- Born: Alejandro Pedro Bulgheroni 24 October 1943 (age 82) Rufino, Santa Fe Province, Argentina
- Education: University of Buenos Aires
- Occupation: Businessman
- Title: Vice president, Bridas
- Spouse: Bettina Bulgheroni
- Children: 7
- Relatives: Carlos Bulgheroni (brother)

= Alejandro Bulgheroni =

Argentine billionaire businessman

Alejandro Pedro Bulgheroni (born 24 October 1943) is an Argentine billionaire businessman in the oil and gas sector. Following his education at the University of Buenos Aires, he joined his father's company, the Bridas Corporation, founded by the Bulgheroni family in 1948. Following expansion by the company, half of it was sold to the Chinese state-run CNOOC Group in 2010. As of March 2022, his net worth is estimated at US$1.9 billion.

==Early life==
Alejandro Bulgheroni was born in Rufino, Santa Fe Province, to a Spanish mother and an Italian father, also called Alejandro Bulgheroni. He was educated at the University of Buenos Aires, from where he obtained a degree in Industrial Engineering. His younger brother was Carlos Bulgheroni (1945–2016).

==Career==
Bulgheroni joined his father Alejandro in the Bridas Corporation, in 1965 when he was 22 years old. Bridas founded by the Bulgheroni family in 1948 and by the 1970s one of the largest private firms in the Argentine energy sector. The senior Bulgheroni died in 1985 and left a controlling stake in the firm to Alejandro and his younger brother Carlos.

Bulgheroni obtained, in 1992, some of the first gas exploration concessions granted in Turkmenistan to a foreign energy company. He was further involved during 1997 in negotiations between Bridas and the ruling Taliban faction in Afghanistan to build the Trans-Afghanistan Gas Pipeline from Turkmenistan to Pakistan. These negotiations were in competition with those undertaken by Unocal, and although an agreement with Unocal-led corporation CentGas was reached, the deal was forfeited in January 1998 in favor of one with Bridas. Instability in Afghanistan delayed construction of the pipeline, however, and following the United States Invasion of Afghanistan in October 2001, the Bridas contract was rescinded in favor of the former one with Unocal. In 2006, Bulgheroni indicated interest in Bridas' involvement with the Trans-Afghanistan Pipeline project, which continued to be hampered by the ongoing chaos in the Central Asian nation.

In 2010, Bulgheroni sold 50 percent of Bridas to the Chinese state-run CNOOC Group, which was followed by the acquisition of Axion Energy Argentina in 2012, along with ExxonMobil’s crude-oil refineries and fuel and lubricants trading assets in Paraguay, Argentina and Uruguay.

==Personal life==
He is married, with seven children, and resides in Manantiales, Uruguay. According to Forbes, he is Uruguay's only billionaire.

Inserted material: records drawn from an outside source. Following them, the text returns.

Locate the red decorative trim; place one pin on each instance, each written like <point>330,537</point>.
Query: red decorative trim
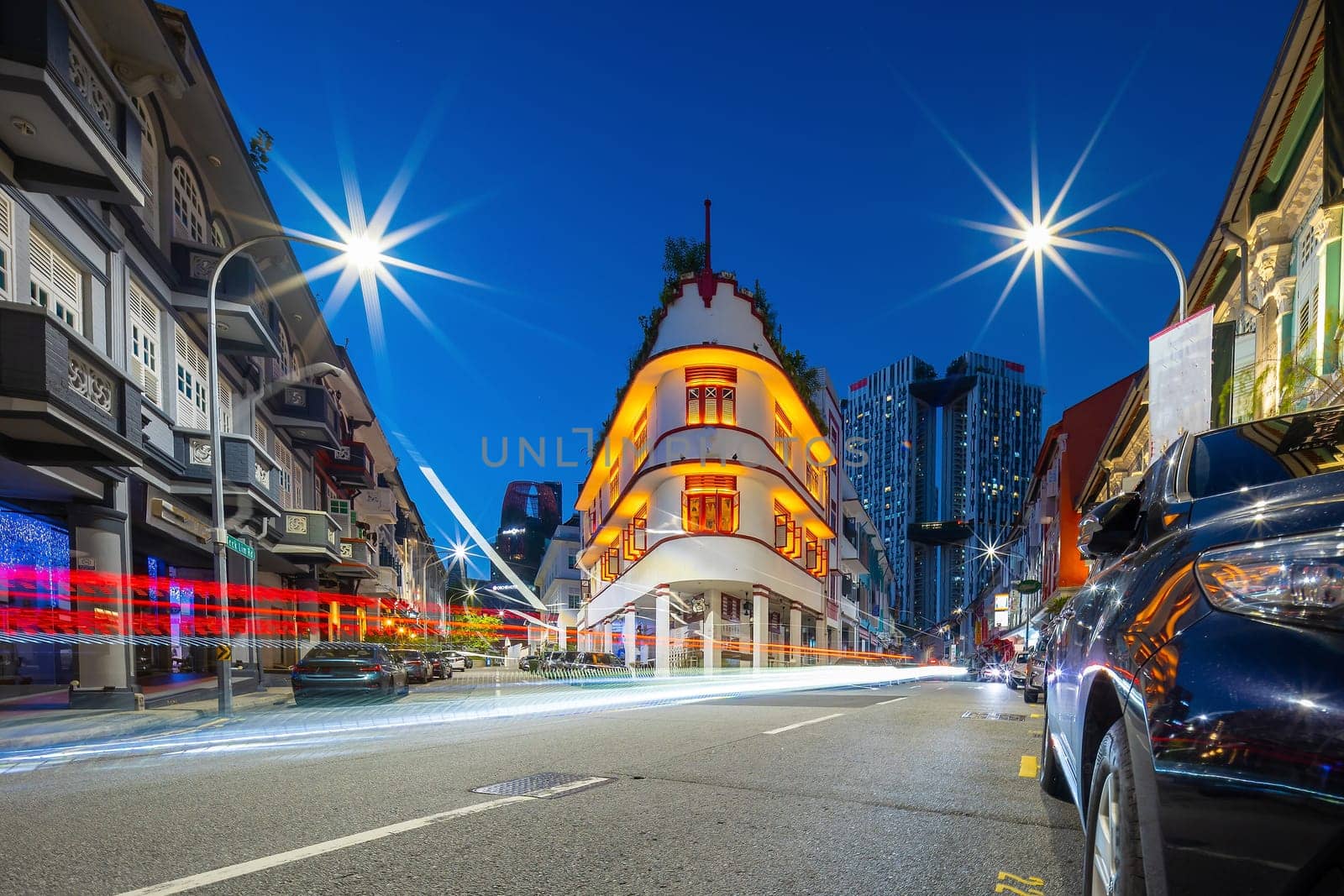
<point>667,589</point>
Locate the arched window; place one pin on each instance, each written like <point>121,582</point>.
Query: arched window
<point>148,168</point>
<point>219,234</point>
<point>188,208</point>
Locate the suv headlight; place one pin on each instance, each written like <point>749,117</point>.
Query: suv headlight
<point>1294,579</point>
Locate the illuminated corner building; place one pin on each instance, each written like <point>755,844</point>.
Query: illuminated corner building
<point>948,459</point>
<point>723,560</point>
<point>118,194</point>
<point>528,517</point>
<point>559,584</point>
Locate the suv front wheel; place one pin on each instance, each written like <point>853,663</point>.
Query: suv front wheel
<point>1113,864</point>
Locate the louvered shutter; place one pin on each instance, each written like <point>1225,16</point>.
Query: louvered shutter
<point>58,280</point>
<point>192,383</point>
<point>143,315</point>
<point>6,248</point>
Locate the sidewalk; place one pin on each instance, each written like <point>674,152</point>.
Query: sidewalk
<point>46,727</point>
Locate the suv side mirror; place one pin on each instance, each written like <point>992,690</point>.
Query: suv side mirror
<point>1109,527</point>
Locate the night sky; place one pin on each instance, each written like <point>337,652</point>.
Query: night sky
<point>575,137</point>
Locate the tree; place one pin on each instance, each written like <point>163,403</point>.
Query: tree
<point>475,631</point>
<point>259,149</point>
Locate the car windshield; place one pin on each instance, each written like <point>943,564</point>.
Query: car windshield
<point>1267,452</point>
<point>340,652</point>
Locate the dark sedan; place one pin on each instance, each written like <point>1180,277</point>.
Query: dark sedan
<point>417,667</point>
<point>440,664</point>
<point>1195,710</point>
<point>347,669</point>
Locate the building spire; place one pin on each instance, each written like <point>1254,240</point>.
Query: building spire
<point>707,265</point>
<point>706,281</point>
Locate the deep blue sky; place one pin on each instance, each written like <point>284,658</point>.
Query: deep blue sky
<point>578,136</point>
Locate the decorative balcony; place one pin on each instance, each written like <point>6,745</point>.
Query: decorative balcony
<point>307,537</point>
<point>349,464</point>
<point>252,479</point>
<point>376,506</point>
<point>356,560</point>
<point>307,411</point>
<point>62,403</point>
<point>387,582</point>
<point>73,129</point>
<point>239,298</point>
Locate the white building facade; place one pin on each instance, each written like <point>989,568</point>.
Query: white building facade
<point>709,517</point>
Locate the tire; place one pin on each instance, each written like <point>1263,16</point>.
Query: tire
<point>1113,857</point>
<point>1052,775</point>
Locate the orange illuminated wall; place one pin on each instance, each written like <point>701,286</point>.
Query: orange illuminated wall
<point>1086,425</point>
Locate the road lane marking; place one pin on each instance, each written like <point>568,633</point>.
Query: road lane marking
<point>228,872</point>
<point>799,725</point>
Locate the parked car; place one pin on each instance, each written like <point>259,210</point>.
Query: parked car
<point>1016,672</point>
<point>440,664</point>
<point>1194,703</point>
<point>349,669</point>
<point>417,667</point>
<point>597,665</point>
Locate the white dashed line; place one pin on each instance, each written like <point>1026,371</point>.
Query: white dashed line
<point>228,872</point>
<point>799,725</point>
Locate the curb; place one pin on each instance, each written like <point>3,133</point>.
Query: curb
<point>141,723</point>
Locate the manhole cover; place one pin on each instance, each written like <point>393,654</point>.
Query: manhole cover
<point>543,785</point>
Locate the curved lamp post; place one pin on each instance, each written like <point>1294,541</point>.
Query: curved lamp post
<point>362,253</point>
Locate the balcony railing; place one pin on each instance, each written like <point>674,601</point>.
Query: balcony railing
<point>311,533</point>
<point>356,559</point>
<point>252,479</point>
<point>74,407</point>
<point>349,464</point>
<point>375,506</point>
<point>76,134</point>
<point>307,411</point>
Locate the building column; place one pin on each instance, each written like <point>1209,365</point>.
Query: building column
<point>759,625</point>
<point>712,610</point>
<point>663,631</point>
<point>795,633</point>
<point>101,544</point>
<point>632,644</point>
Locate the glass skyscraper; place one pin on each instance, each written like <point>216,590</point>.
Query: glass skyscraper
<point>941,464</point>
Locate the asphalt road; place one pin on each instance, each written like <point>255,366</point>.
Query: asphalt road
<point>855,790</point>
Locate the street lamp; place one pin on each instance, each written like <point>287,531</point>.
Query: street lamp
<point>362,253</point>
<point>1039,238</point>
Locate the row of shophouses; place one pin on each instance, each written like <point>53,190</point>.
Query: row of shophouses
<point>717,526</point>
<point>123,181</point>
<point>1269,275</point>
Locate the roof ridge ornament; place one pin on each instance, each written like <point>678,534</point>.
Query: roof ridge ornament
<point>706,281</point>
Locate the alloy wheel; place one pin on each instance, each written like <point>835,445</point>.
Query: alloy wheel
<point>1105,839</point>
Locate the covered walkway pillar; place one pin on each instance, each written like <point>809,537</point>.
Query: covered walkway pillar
<point>759,625</point>
<point>631,641</point>
<point>710,629</point>
<point>663,631</point>
<point>795,633</point>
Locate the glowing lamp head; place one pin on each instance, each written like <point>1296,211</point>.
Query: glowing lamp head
<point>1037,237</point>
<point>362,253</point>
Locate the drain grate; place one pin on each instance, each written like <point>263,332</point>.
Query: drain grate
<point>543,785</point>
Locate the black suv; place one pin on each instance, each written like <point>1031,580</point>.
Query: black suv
<point>1195,699</point>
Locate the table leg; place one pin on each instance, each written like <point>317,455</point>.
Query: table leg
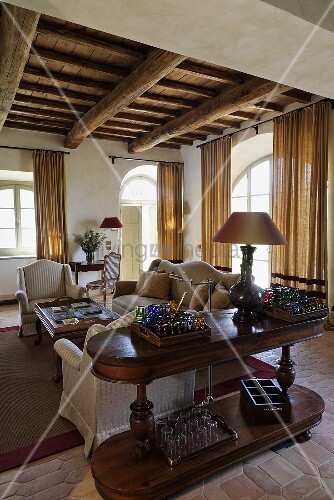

In 2016, his brother Carlos died of cancer at the age of 71.

As of March 2022, Forbes estimates his net worth to be $1.9 billion.

Bulgheroni also possesses several vineyards around the world, despite the fact that he stopped drinking upon marrying his second wife Bettina. One of his vineyards, Bodega Garzón, won the New World Winery of The Year for 2018 by the magazine, Wine Enthusiast.